Sono passati dieci anni da quando ho letto per la prima volta il libro di Gilles. Ce ne sono voluti 7 per lo sviluppo del progetto, realizzato mentre facevo altri lavori e alcuni cortometraggi, e poi 3 anni di lavorazione vera e propria in cui mi sono dedicato al 100% al film. Alla fine dei 7 anni di sviluppo ho incontrato Céline Sciamma, che ha dato la forma definitiva alla sceneggiatura.

C’e’ stata una grande trasformazione rispetto al libro da cui è tratto?
Il libro è composto da molti episodi, con uno stile di cronaca; noi abbiamo semplificato la storia mantenendo i personaggi, un certo realismo e alcune delle piccole scene che racconta. Volevo fare un film per bambini ma che parlasse di argomenti complessi, di famiglia, di amicizia. Ciò che amavo molto nel libro, rivolto soprattutto agli adulti, era la descrizione di situazioni molto dure, ma anche molto dolci. Inizia come una storia difficile ma poi finisce bene: mi sembrava importante proporre ai bambini questo tipo di racconto, perciò abbiamo aggiustato il tiro e lo abbiamo rivolto più specificamente ai più piccoli.

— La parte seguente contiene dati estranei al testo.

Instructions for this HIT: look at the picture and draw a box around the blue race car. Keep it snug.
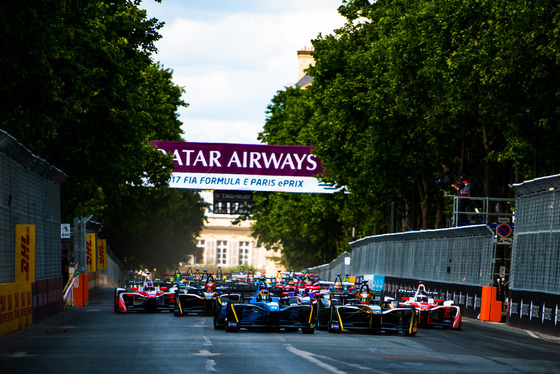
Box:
[214,280,317,334]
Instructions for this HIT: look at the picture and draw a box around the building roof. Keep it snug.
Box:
[296,74,313,87]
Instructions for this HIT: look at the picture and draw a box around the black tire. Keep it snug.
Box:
[114,288,123,313]
[301,326,315,334]
[214,311,226,330]
[225,318,239,332]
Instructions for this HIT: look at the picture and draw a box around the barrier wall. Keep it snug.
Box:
[0,130,66,335]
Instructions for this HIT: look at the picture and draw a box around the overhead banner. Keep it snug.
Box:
[151,140,338,193]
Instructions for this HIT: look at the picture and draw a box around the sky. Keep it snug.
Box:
[140,0,344,144]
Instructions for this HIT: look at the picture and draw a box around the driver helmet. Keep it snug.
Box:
[358,292,371,304]
[206,283,216,292]
[259,290,270,302]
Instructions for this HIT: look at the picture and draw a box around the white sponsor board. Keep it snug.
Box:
[169,172,339,193]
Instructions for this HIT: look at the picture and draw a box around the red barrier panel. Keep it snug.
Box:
[480,286,493,321]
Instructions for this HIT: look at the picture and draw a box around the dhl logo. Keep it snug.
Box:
[20,227,31,281]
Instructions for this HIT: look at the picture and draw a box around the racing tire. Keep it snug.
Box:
[114,288,124,313]
[214,313,226,330]
[225,319,239,332]
[301,326,315,334]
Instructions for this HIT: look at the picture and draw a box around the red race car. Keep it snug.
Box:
[115,273,175,313]
[398,283,461,330]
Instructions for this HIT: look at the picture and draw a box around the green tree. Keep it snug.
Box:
[0,0,203,267]
[252,86,348,268]
[309,0,559,230]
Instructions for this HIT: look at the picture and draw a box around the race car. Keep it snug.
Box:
[214,279,317,334]
[173,275,242,317]
[313,274,358,330]
[328,281,417,336]
[114,273,175,313]
[398,283,461,330]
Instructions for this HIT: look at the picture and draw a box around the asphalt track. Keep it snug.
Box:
[0,289,560,374]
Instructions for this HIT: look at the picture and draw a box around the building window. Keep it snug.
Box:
[193,240,206,265]
[217,240,227,265]
[239,242,251,265]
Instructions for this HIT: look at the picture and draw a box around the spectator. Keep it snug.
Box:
[61,248,70,287]
[453,175,471,222]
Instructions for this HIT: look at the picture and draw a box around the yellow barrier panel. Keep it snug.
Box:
[0,225,35,336]
[86,234,97,273]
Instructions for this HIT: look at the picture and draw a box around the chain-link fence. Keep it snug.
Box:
[510,175,560,293]
[350,225,495,286]
[0,130,66,283]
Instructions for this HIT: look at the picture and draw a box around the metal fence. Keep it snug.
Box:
[0,130,66,283]
[510,175,560,293]
[350,225,495,286]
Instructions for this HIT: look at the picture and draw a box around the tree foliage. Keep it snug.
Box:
[310,0,560,229]
[255,0,560,268]
[0,0,203,267]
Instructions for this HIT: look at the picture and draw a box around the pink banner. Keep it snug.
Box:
[151,140,323,177]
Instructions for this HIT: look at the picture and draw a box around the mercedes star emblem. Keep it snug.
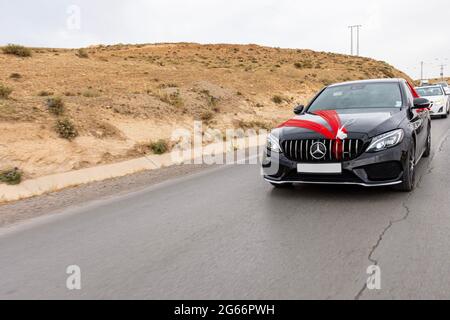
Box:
[310,142,327,160]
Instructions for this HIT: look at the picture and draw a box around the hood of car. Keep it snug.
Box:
[275,108,406,140]
[425,96,445,102]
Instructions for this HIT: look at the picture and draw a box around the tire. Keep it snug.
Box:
[423,127,431,158]
[270,182,294,189]
[396,143,416,192]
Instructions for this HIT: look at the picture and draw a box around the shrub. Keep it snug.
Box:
[83,89,100,98]
[9,72,22,80]
[38,90,53,97]
[159,91,184,107]
[56,119,78,140]
[47,97,64,116]
[150,139,169,154]
[2,44,32,57]
[201,90,220,107]
[200,110,214,121]
[76,49,89,59]
[0,84,13,99]
[0,168,22,185]
[294,60,313,69]
[272,95,284,104]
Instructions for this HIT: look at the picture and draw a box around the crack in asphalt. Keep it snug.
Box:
[354,130,450,300]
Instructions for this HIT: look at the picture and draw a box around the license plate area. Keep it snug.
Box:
[297,163,342,174]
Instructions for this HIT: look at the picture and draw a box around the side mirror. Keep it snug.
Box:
[294,105,305,115]
[412,98,431,109]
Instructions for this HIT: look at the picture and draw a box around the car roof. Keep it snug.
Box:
[328,78,405,88]
[416,84,442,89]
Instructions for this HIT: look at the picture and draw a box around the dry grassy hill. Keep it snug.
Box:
[0,43,407,182]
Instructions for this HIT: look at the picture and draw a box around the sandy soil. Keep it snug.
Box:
[0,43,407,179]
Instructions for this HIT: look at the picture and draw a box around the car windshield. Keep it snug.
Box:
[308,82,403,112]
[416,87,444,97]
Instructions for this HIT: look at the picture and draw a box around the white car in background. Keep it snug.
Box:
[437,81,450,95]
[416,85,450,118]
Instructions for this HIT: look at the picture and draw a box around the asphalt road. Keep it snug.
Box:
[0,120,450,299]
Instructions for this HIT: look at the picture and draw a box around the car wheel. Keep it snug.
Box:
[270,182,294,189]
[397,143,416,192]
[423,128,431,158]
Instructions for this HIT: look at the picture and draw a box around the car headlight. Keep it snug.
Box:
[267,134,281,153]
[367,129,405,152]
[434,99,445,105]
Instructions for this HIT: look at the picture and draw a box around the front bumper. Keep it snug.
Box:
[263,139,408,187]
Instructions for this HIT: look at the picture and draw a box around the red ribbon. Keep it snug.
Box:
[279,110,347,160]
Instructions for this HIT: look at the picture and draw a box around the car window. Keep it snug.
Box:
[403,83,414,106]
[308,82,403,112]
[416,87,444,97]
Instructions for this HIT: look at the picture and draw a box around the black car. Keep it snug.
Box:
[263,79,431,191]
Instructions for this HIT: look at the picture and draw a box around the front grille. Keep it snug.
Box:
[281,139,364,162]
[363,161,403,181]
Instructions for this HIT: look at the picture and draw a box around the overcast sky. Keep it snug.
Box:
[0,0,450,78]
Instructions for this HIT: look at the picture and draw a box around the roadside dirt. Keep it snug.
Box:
[0,43,407,179]
[0,165,216,227]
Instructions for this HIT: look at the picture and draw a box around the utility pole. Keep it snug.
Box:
[356,25,362,57]
[349,26,355,55]
[436,58,448,81]
[420,61,423,82]
[348,25,362,56]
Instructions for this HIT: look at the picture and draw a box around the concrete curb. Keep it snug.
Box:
[0,135,266,203]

Che limiti vi siete posti nel raccontare una storia tanto delicata sull’infanzia, in cui un bimbo all’inizio uccide sua madre?
Avevamo paura di non trovare il modo giusto per raccontare i diversi momenti traumatici. Nel libro Zucchina uccide la madre giocando con una pistola: chiaramente è un incidente, ma il distributore ci ha detto subito che mettere in un film un bambino che gioca con una pistola ci avrebbe creato grossi problemi e allora abbiamo cercato altre soluzioni. Anche nella messa in scena, era molto chiara per noi la necessità di evocare certe situazioni, piuttosto che guardarle negli occhi. Ad esempio, la macchina da presa si ferma subito prima di posare lo sguardo sulla madre di Zucchina. 

Qual era il vostro punto di riferimento in termini di racconto “ad altezza di bambino”?

Naturalmente Truffaut, di cui ho amato moltissimo I 400 colpi, e Una tomba per le lucciole dello studio Ghibli. E poi Bambi, Ken Loach e i fratelli Dardenne. Mi sento molto vicino al loro cinema.

Il film offre anche un ritratto vivido della società che circonda questi bimbi…
Rispetto a I 400 colpi, per esempio, c’è un’inversione nel modo di raccontare la società. All’epoca, anche se la famiglia poteva essere complicata, era comunque l’unico luogo in cui si poteva vivere bene, mentre l’orfanotrofio era un ambiente molto difficile. Qui invece l’orfanotrofio diventa uno spazio in cui i bambini possono rifugiarsi e proteggersi dagli adulti che li maltrattano. E’ un modo per dire che la società è in difficoltà, che i suoi valori sono schizofrenici. Siamo educati con i bei valori dell’amicizia e della condivisione, ma poi nel mondo del lavoro ci troviamo a fare i conti con la legge del più forte. Non è bene educare i bambini con questa visione contraddittoria.

Si aspettava la bellissima accoglienza avuta alla Quinzaine?
Nemmeno nei sogni! Quando fai un film ci metti tutta la tua attenzione, la tua intelligenza e speri sempre che le persone ridano e si emozionino nei momenti giusti, ma la reazione ottenuta è andata oltre le aspettative.

Ha già in mente il prossimo film?
Posso dire che sto lavorando sulla scomparsa del mondo selvaggio, sia umano che animale, con le ultime grandi scimmie e gli ultimi popoli liberi. Lo realizzerò con la stessa tecnica di animazione.